Strength Training: Best Weight Bench Exercises
Strength training involves using resistance to increase your muscle mass and physical strength, increasing your overall fitness. Contrary to the popular misconception, this should not be limited to athletes. Since your muscle mass decreases as you grow older, going through a strength training program will help you maintain your ability to perform your daily tasks efficiently. At the same time, strength training can help you lose weight because muscles consume energy in order to move and having more of it means that you will burn more calories. As you can see, strength training will help you look great and feel great!
When your body exerts force against a resistance, the stress stimulates your body to build more muscles. For this reason, the weight or resistance should be increased as you go along. Otherwise, your body will get used to the resistance and it would not be stressed enough to build more muscles. You will end up with a plateau which doesn't produce any positive results. Of course, too much resistance can result to overtraining. This can make you prone to injuries and should be avoided.
There are three different types of strength training: body weight exercises, free weight exercises and machine exercises. In this hub, you will learn how to do some body weight and free weight exercises on an exercise bench.
Some Terms You Should Know
Pronated Grip Also known as the overhand grip, this is done by putting your hands over the bar with your palms down and your fingers pointing forward. Your thumbs, however, should remain pointing inwards as you grip the bar.
Supinated Grip Also known as the underhand or reverse grip, this is done by putting your hands under the bar with your palms up. You thumbs should be pointing outwards when you grip the bar.
Set This is the number of times you should do a series of repetitions. Resting is normally between sets.
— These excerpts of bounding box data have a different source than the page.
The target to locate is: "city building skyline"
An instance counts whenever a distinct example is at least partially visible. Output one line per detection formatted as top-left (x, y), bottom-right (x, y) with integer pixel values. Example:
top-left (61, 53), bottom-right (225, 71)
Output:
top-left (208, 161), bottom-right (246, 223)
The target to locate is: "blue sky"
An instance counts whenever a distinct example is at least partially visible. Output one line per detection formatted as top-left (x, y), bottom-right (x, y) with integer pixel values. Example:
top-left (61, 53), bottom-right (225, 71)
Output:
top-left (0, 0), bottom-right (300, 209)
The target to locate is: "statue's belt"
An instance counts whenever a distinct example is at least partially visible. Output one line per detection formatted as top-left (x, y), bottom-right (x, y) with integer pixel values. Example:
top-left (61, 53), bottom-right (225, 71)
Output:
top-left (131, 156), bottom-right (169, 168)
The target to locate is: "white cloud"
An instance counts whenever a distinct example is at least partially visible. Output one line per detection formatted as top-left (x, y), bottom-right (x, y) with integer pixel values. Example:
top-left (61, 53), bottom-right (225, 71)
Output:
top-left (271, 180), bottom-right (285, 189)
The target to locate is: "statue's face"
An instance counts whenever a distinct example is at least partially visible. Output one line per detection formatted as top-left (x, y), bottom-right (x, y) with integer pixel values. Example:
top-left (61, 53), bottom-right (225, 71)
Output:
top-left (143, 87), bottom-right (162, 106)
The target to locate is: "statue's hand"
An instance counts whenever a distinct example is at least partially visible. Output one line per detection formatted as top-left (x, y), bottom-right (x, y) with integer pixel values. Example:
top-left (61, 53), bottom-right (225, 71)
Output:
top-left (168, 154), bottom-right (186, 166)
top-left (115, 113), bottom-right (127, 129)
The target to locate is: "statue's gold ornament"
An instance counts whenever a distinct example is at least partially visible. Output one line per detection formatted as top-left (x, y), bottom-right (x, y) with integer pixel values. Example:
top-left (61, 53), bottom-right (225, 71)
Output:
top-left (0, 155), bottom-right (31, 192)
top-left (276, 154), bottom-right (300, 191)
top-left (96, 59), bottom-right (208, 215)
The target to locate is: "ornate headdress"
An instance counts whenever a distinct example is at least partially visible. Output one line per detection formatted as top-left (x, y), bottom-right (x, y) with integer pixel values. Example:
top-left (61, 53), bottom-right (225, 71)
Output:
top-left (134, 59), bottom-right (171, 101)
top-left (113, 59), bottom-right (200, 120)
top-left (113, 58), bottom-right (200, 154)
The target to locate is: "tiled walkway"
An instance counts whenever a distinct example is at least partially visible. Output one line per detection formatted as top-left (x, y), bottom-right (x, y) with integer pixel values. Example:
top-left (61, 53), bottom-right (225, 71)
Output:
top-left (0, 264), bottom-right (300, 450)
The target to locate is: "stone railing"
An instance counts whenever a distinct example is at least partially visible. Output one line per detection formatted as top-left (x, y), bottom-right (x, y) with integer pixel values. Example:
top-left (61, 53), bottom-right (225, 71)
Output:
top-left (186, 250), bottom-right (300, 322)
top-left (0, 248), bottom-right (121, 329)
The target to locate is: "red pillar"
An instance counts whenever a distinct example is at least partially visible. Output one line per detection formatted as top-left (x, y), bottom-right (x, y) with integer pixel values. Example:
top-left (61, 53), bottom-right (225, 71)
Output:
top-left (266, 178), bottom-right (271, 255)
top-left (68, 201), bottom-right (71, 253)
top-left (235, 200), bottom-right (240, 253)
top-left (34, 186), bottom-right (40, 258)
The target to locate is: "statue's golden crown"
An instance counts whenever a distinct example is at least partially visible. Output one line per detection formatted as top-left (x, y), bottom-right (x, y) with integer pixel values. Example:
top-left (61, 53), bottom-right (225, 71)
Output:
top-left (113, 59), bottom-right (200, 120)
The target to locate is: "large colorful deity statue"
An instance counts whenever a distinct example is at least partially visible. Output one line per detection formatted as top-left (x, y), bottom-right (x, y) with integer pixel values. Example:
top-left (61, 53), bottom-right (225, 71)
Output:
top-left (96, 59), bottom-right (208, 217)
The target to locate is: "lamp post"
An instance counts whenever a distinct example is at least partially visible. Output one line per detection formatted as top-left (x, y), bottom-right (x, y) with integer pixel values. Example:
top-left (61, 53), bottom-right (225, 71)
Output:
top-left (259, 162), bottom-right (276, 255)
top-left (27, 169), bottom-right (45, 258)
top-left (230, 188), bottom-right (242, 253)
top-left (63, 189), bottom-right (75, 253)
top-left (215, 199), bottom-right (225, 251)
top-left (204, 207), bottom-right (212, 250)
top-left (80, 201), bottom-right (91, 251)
Repetition This is equivalent to one full movement.
The Bench Press
This weight bench exercise takes care of your pectoral muscles. On a flat bench, this exercise will hit your general pectorals. An inclined bench will take care of your upper pectoral muscles while the declined bench press will strengthen your lower pectoral muscles. This fantastic exercise also strengthens your tricep muscles since you use them to push the barbell or dumbell all the way up.
- Lie on the bench with your feet flat on the floor and your head, shoulders and buttocks flat on the bench.
- Now, position your head underneath the bar in such a way that your eyes are right below the edge of the shelf. Grab the bar with a pronated grip. Make sure that your hands are shoulder-width apart.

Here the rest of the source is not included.